I am a developer trying to work with a new Sql Server 2016 Always On cluster.

In reading documentation I am getting conflicting information.

  1. Some documentation tells me that I just need to add "failover partner=MySecondaryServer" to my connection string.
  2. Other sites talk about using an "Listener". And in my Always On section in SSMS 2016 there is an Availability Group Listeners section.

What is the difference between these options?

Are these competing options (meaning you pick just one) or do they work together?

Notes: I have tried the "failover partner" and got limited success. When the primary rebooted, I had to restart my Entity Framework service before it "failed over" to the secondary server. I am thinking about setting up a Listener to see if it will work more dynamically.

1 Answer 1


Failover partner is for when you are using database mirroring, you should not use it for Availability Groups. While it, strictly speaking, will work, it will only do so when the primary server is offline, and is not designed for this kind of scenario.

Using a listener within an Availability Group is the way to go. This is a virtual network resource that will point you to the correct primary (and is required in the event that you want to use read-routing at any point in the future). Using a listener you should not have to perform an app restart to have client redirection, it should just work.

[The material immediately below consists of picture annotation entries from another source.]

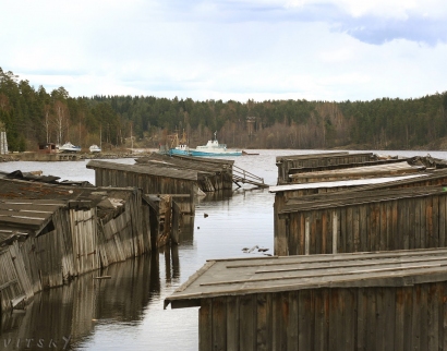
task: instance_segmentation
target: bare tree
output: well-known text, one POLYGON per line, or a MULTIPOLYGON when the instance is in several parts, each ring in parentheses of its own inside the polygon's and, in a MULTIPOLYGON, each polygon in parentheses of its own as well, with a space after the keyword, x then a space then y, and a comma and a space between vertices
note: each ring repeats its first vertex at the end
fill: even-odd
POLYGON ((58 144, 63 143, 63 137, 67 136, 67 131, 69 129, 69 110, 67 105, 61 101, 55 102, 55 125, 57 131, 57 142, 58 144))

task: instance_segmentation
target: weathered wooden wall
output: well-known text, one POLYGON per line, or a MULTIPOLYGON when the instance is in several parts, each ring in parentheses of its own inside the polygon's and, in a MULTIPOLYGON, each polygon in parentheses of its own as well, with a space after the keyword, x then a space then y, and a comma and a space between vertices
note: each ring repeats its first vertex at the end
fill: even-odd
POLYGON ((200 350, 447 350, 447 282, 203 299, 200 350))
POLYGON ((295 156, 278 156, 276 166, 278 167, 277 184, 290 183, 289 171, 297 168, 316 168, 331 165, 366 164, 374 160, 374 154, 349 154, 349 153, 326 153, 295 156))
POLYGON ((275 254, 443 247, 446 209, 443 186, 297 197, 275 205, 275 254))
POLYGON ((0 230, 2 310, 27 303, 34 293, 62 286, 75 276, 150 251, 149 219, 144 217, 148 206, 141 191, 95 190, 101 193, 99 198, 108 195, 104 198, 109 205, 86 199, 0 204, 13 208, 2 216, 0 230))

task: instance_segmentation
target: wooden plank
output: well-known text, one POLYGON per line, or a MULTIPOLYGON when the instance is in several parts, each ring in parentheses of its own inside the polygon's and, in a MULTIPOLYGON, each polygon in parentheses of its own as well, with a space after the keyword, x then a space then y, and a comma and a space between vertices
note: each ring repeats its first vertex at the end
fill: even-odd
POLYGON ((333 254, 338 253, 339 219, 338 213, 333 210, 333 254))
POLYGON ((439 197, 439 247, 446 246, 446 199, 447 196, 439 197))
POLYGON ((328 290, 321 289, 315 291, 315 344, 314 350, 328 350, 329 349, 329 299, 328 290))
POLYGON ((396 288, 383 288, 384 351, 394 351, 396 326, 396 288))
POLYGON ((317 211, 312 211, 312 216, 311 216, 311 221, 310 221, 310 223, 311 223, 311 243, 310 243, 310 250, 309 250, 309 253, 311 254, 311 255, 315 255, 316 253, 317 253, 317 251, 316 251, 316 238, 317 237, 319 237, 321 235, 321 233, 318 233, 317 232, 317 221, 318 221, 318 218, 317 218, 317 211))
POLYGON ((340 241, 338 252, 347 252, 347 209, 346 207, 339 209, 340 214, 340 241))
POLYGON ((414 204, 414 249, 423 247, 421 245, 421 203, 415 202, 414 204))
POLYGON ((433 246, 433 198, 425 198, 425 247, 433 246))
POLYGON ((347 252, 354 252, 354 235, 353 235, 353 223, 352 223, 352 206, 346 209, 347 226, 346 226, 346 242, 347 252))
MULTIPOLYGON (((287 350, 298 350, 299 346, 299 293, 298 291, 289 292, 289 320, 288 320, 288 340, 287 350)), ((270 349, 271 350, 271 349, 270 349)))
POLYGON ((433 196, 433 247, 439 247, 439 197, 442 196, 433 196))
POLYGON ((436 283, 427 285, 427 349, 439 350, 439 296, 436 283))
POLYGON ((305 217, 305 249, 304 255, 309 255, 311 253, 311 219, 310 217, 305 217))
MULTIPOLYGON (((440 324, 440 329, 442 329, 442 337, 439 338, 439 347, 442 347, 442 350, 447 350, 447 298, 446 298, 446 282, 442 283, 442 291, 443 291, 443 296, 440 301, 440 306, 442 310, 439 311, 439 314, 442 314, 442 324, 440 324)), ((440 331, 440 330, 439 330, 440 331)))
POLYGON ((198 310, 198 350, 213 350, 212 299, 201 300, 201 308, 198 310))
POLYGON ((352 252, 360 252, 362 251, 362 244, 360 242, 360 208, 355 206, 352 208, 352 229, 353 229, 353 251, 352 252))
MULTIPOLYGON (((330 215, 329 215, 330 216, 330 215)), ((329 252, 329 250, 328 250, 328 240, 327 240, 327 238, 328 237, 330 237, 330 234, 328 233, 328 225, 327 225, 327 221, 328 221, 328 218, 327 217, 329 217, 328 216, 328 214, 327 214, 327 211, 323 211, 322 213, 322 238, 321 238, 321 242, 322 242, 322 254, 329 254, 330 252, 329 252)))
POLYGON ((313 339, 313 313, 311 308, 312 292, 310 290, 300 290, 298 292, 298 312, 299 312, 299 330, 298 330, 298 350, 312 350, 313 339))
POLYGON ((366 288, 359 288, 357 298, 357 343, 355 350, 366 350, 367 338, 367 293, 366 288))
POLYGON ((271 294, 271 349, 287 350, 287 330, 289 323, 289 293, 278 292, 271 294))

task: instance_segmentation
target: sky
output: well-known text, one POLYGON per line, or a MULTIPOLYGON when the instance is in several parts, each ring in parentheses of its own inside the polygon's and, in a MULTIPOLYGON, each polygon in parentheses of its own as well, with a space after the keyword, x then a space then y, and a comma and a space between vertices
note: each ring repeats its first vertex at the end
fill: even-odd
POLYGON ((365 101, 447 90, 445 0, 0 5, 0 68, 71 97, 365 101))

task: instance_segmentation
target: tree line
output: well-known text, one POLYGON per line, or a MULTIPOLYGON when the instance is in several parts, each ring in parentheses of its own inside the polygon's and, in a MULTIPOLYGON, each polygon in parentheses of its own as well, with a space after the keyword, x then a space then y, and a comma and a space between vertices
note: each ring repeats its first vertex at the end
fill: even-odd
POLYGON ((237 148, 438 148, 447 136, 447 92, 371 101, 197 101, 154 96, 70 97, 37 89, 0 68, 0 125, 10 150, 67 141, 104 149, 158 147, 183 131, 191 147, 217 131, 237 148))

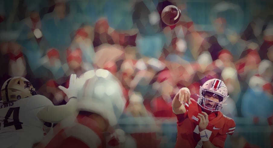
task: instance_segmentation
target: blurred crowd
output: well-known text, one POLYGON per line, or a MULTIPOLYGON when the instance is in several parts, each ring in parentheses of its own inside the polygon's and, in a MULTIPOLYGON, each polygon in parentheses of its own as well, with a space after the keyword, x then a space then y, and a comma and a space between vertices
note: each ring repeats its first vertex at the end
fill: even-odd
MULTIPOLYGON (((123 29, 109 25, 114 18, 98 15, 90 20, 86 13, 99 11, 90 11, 87 1, 43 1, 37 10, 28 1, 1 2, 12 3, 10 11, 0 11, 1 84, 11 77, 26 77, 39 94, 60 105, 66 103, 65 95, 58 86, 68 87, 71 74, 103 69, 120 81, 126 116, 175 123, 171 102, 179 89, 188 88, 197 100, 199 87, 215 78, 223 81, 230 95, 223 114, 273 123, 272 5, 238 32, 217 14, 210 19, 214 30, 202 30, 186 5, 178 3, 179 21, 167 26, 158 12, 174 4, 168 1, 152 2, 156 11, 146 2, 132 2, 132 27, 123 29), (82 11, 70 7, 75 4, 82 11)), ((110 9, 111 4, 105 5, 110 9)), ((121 19, 126 23, 131 23, 121 19)))

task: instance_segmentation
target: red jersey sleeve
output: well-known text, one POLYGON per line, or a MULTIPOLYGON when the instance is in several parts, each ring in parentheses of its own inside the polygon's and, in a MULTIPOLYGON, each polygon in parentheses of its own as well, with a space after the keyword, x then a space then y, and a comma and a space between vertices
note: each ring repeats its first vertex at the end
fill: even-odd
POLYGON ((188 112, 186 112, 183 114, 175 114, 176 117, 177 118, 177 124, 181 123, 188 117, 188 112))

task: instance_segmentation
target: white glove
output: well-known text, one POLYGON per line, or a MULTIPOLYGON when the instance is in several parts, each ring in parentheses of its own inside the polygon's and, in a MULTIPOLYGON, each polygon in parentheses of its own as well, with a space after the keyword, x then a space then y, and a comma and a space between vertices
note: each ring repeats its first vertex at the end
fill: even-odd
POLYGON ((69 80, 69 86, 67 88, 60 85, 58 87, 64 92, 68 98, 76 98, 78 92, 80 89, 79 84, 79 79, 77 78, 75 74, 72 74, 70 76, 69 80))

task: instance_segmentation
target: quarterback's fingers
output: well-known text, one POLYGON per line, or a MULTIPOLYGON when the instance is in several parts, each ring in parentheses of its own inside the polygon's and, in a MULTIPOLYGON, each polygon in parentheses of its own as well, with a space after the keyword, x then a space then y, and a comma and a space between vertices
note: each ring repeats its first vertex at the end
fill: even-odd
POLYGON ((203 123, 204 122, 204 121, 203 121, 203 118, 202 118, 202 117, 201 117, 201 116, 199 115, 197 115, 197 117, 199 118, 200 119, 200 123, 203 123))
POLYGON ((63 92, 64 92, 65 91, 65 90, 66 89, 66 88, 64 87, 61 86, 60 85, 58 87, 60 89, 63 91, 63 92))
POLYGON ((205 116, 204 116, 204 115, 200 113, 198 114, 198 115, 201 116, 201 117, 202 118, 203 122, 206 121, 206 118, 205 118, 205 116))
POLYGON ((206 121, 209 121, 208 119, 208 116, 209 115, 207 114, 206 113, 206 112, 204 112, 204 111, 202 111, 202 113, 203 113, 205 115, 205 118, 206 119, 206 121))
POLYGON ((182 95, 181 96, 181 104, 183 104, 185 106, 185 94, 184 92, 181 92, 182 95))
POLYGON ((73 84, 75 84, 76 83, 76 79, 77 79, 77 75, 76 74, 73 74, 73 84))
POLYGON ((188 104, 189 105, 191 104, 191 99, 190 98, 190 94, 189 94, 188 92, 186 92, 186 95, 185 96, 185 99, 186 100, 188 101, 188 104))
MULTIPOLYGON (((181 96, 182 95, 182 94, 181 93, 181 92, 179 90, 179 95, 178 95, 178 101, 180 102, 180 103, 181 103, 181 96)), ((182 103, 181 103, 182 104, 182 103)))
POLYGON ((74 76, 73 74, 71 74, 70 75, 70 79, 69 79, 69 85, 71 85, 73 83, 73 77, 74 76))

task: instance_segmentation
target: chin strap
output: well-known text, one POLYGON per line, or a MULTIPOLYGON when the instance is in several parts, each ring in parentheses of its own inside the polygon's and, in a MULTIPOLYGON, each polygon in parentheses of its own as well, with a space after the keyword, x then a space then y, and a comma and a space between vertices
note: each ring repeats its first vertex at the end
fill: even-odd
POLYGON ((34 90, 33 88, 31 88, 30 89, 30 93, 32 95, 37 95, 37 92, 36 92, 36 91, 34 90))

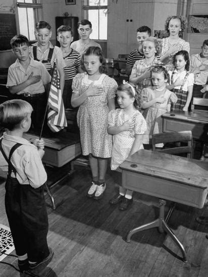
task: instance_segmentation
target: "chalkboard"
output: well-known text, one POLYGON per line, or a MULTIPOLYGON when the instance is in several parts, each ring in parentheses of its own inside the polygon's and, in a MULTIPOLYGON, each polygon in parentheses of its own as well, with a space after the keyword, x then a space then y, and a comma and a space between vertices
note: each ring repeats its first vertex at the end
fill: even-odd
POLYGON ((15 15, 0 14, 0 50, 11 49, 10 40, 16 34, 15 15))

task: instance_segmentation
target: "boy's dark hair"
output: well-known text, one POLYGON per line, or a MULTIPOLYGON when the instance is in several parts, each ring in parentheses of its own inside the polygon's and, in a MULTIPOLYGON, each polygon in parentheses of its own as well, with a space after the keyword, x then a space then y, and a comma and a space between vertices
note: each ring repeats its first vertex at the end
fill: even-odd
POLYGON ((62 33, 62 32, 71 32, 71 34, 72 37, 73 36, 73 32, 72 28, 70 26, 68 25, 62 25, 57 29, 57 34, 59 35, 59 33, 62 33))
POLYGON ((30 46, 28 39, 23 35, 16 35, 13 37, 10 41, 10 44, 13 49, 15 47, 18 47, 20 45, 24 44, 26 44, 28 46, 30 46))
POLYGON ((204 46, 204 45, 206 45, 207 46, 208 46, 208 39, 206 39, 205 40, 204 40, 203 42, 203 44, 202 44, 202 47, 204 46))
POLYGON ((90 22, 90 21, 89 21, 89 20, 87 20, 87 19, 83 19, 83 20, 81 20, 79 22, 78 22, 78 27, 79 27, 80 25, 89 25, 89 27, 90 27, 90 29, 92 29, 92 23, 90 22))
POLYGON ((51 29, 51 26, 50 25, 49 23, 48 23, 46 21, 38 21, 35 24, 35 29, 36 30, 39 30, 40 29, 44 29, 44 28, 46 28, 46 29, 48 29, 49 31, 50 31, 51 29))
POLYGON ((175 62, 176 61, 176 56, 179 56, 179 55, 181 55, 183 56, 184 58, 184 60, 185 61, 186 61, 186 65, 185 66, 185 70, 186 71, 188 71, 189 70, 189 65, 190 65, 190 60, 189 60, 189 55, 188 54, 188 52, 185 50, 181 50, 181 51, 179 51, 173 56, 173 63, 175 64, 175 62))
POLYGON ((0 105, 0 124, 13 130, 33 110, 28 102, 20 99, 8 100, 0 105))
POLYGON ((90 55, 94 55, 99 57, 99 62, 101 64, 99 67, 99 72, 100 73, 106 73, 108 71, 106 66, 106 59, 104 57, 102 50, 97 46, 90 46, 84 51, 81 58, 81 68, 84 71, 86 71, 84 67, 84 56, 89 56, 90 55))
POLYGON ((150 66, 150 71, 152 73, 153 72, 154 73, 163 73, 163 75, 164 76, 164 78, 165 79, 168 80, 168 71, 163 64, 152 64, 150 66))
POLYGON ((137 110, 140 109, 139 96, 136 92, 135 84, 128 82, 122 84, 119 86, 117 89, 118 91, 125 91, 131 98, 134 97, 134 106, 137 110))
POLYGON ((149 36, 151 35, 151 29, 147 26, 141 26, 137 29, 136 31, 140 32, 140 33, 141 32, 145 33, 146 32, 149 35, 149 36))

  • Some of the terminology can be confusing, it's quite easy to get lost in connecton strings.
    – Nic
    Apr 12, 2017 at 18:15
  • Failover Partner works ok with AGs not only when the primary server is offline but always. Not using a separate listener for each AG is common when there are thousands of DBs each with separate AG so you don't need thousands of IPs to assign to listeners. You just set Data Source to SQL\INSTANCE of the primary replica and Failover Partner to MIRROR\INSTANCE of the secondary replica and this is a valid use case when there are only two synchronous replicas -- a very useful HADR scenario that emulates db mirroring closely and is very cheap to setup and maintain.